Сделка (СИ)
Дарис шел за мной, я слышала его гулкие шаги болезненным биением собственного сердца. Ветер нес его аромат вместе со сжирающим меня жаром, я глотала его как песок, он оседал в носу и легких. Не имея сил обернуться, я продолжала барахтаться, уже погрузившись по пояс.
— Куда же ты бежишь, Илиана? — пел Дарис, как всегда растягивая гласные, и я чувствовала неуемный, отвратительный жар между ног. — Ты навсегда останешься здесь. Разве не нравятся тебе мои Желтые земли?
Я оглядывалась по сторонам: все оттенки терракота, наполнявшие пространство, пожелтели. Сам солнечный свет был цвета серы. Я била руками по песку, отказываясь верить, что Дарис меня поймал.

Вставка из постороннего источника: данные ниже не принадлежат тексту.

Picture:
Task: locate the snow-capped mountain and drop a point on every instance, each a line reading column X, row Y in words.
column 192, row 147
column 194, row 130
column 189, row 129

— Посмотри на меня! — подобный грому голос ворвался в мое сознание, и я подчинилась, задирая голову. Будто сотворенный из глины исполин с лицом Дариса, надетым маской, наклонился ко мне, опуская вместе с собой кромешную жаркую темноту. Он протянул мне рассыпающуюся глиной руку-щупальце, я закричала… и проснулась.
.
Рыжее закатное солнце нагрело комнату сквозь тонкий занавес цвета травы, а служившее мне одеялом невесомое шелковое покрывало, которое я почему-то натянула на голову, мешало дышать. Я отбросила его от себя, наслаждаясь схлынувшей паникой. Мир возвращался ко мне — мой счастливый мир, в котором я хотела жить, который теперь полнился для меня свободой, любовью и светом. Никакого Дариса больше не было в нем. Дарис был далеко, он был беспомощен и не опасен. Келлфер пообещал мне, что я больше никогда не увижу ненавистного лица, так похожего на его собственное, не услышу его голоса, не получу ни одного приказа.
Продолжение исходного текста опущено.